The around-the-fort string of hours continued with this, the penultimate episode with a Native American component. Opatashu (always remembered by "Star Trek: TOS" fans as Anan 7, leader of the planet that self-immolated its casualties in a digitally-fought war) does his best to close out the era of non-Native Americans playing Native Americans.

The plot is kept fairly minimal, likely to avoid production costs in the series rundown. Tamenund is the last of a tribe that used to live around Boonesborough, and wants some vengeance before he clocks out. He pointedly notes "there was a town here once before," which a more innovative production might have used for some interesting flashback sequences. But, More default to Boonesborough antics and danger to Israel. Some additional use is made of the late-series Boone barn set.
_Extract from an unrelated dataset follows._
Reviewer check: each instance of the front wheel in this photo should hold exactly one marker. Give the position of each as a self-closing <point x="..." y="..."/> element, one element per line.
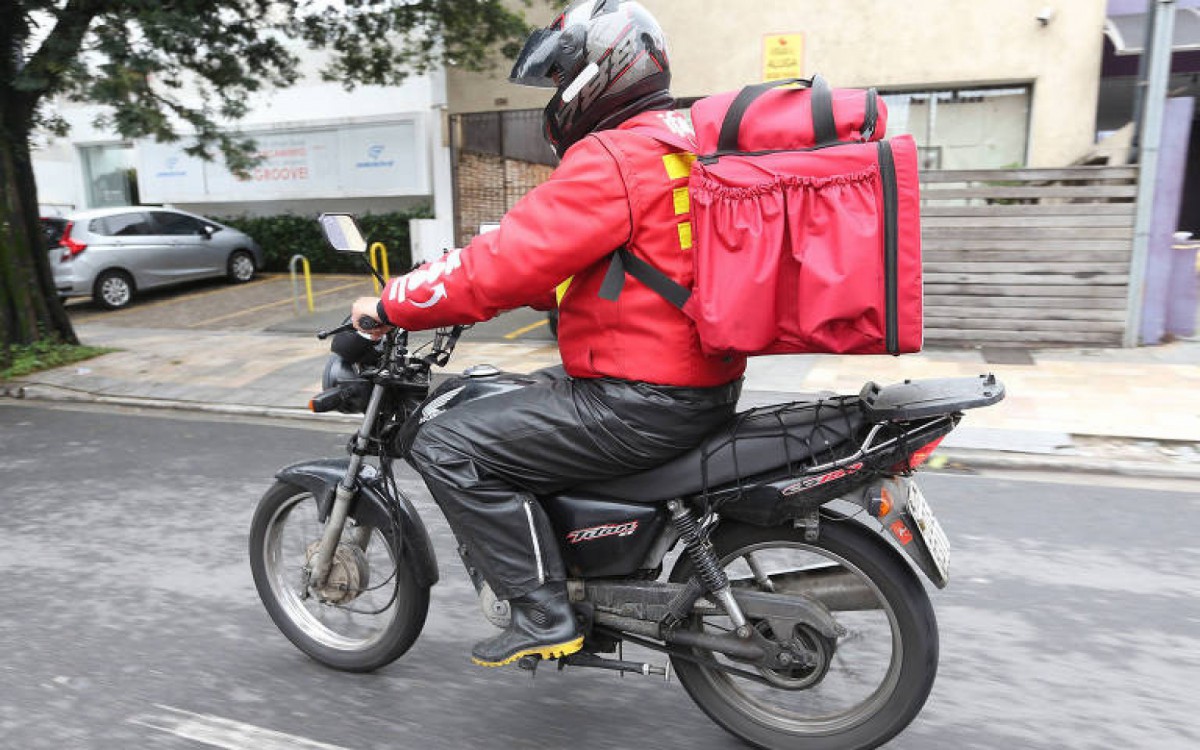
<point x="240" y="268"/>
<point x="371" y="609"/>
<point x="113" y="289"/>
<point x="862" y="688"/>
By this late point in 1970 you would think the national landscape upheaval would have convinced NBC and Fespar to take on some real Native American consultants to tell more authentic Native American stories, but - no. Tamenund is declared a Pequot, a Massachusetts tribe decimated by Puritan warfare in the 17th century and having no ties to Kentucky. Opatashu looks more like a sad elderly person trying to make friends at Woodstock, and NBC again raids the prop warehouse to produce a ridiculous mishmash of tribal accouterments, including yes, the skulls on poles.

An equivalent of the dying Westerner trope seen in John Wayne's penultimate "The Shootist" might have been accomplished, but the hour shifts hard from a multicultural elegy to a realistically brutal frontier ethos when Dan sets out to rescue Israel, and brushes aside Rebecca' protestations of Tamenund's ancestral ties by noting "this used to be wolf land, but we don't let them come back." The hour starts so-so, but finishes strong.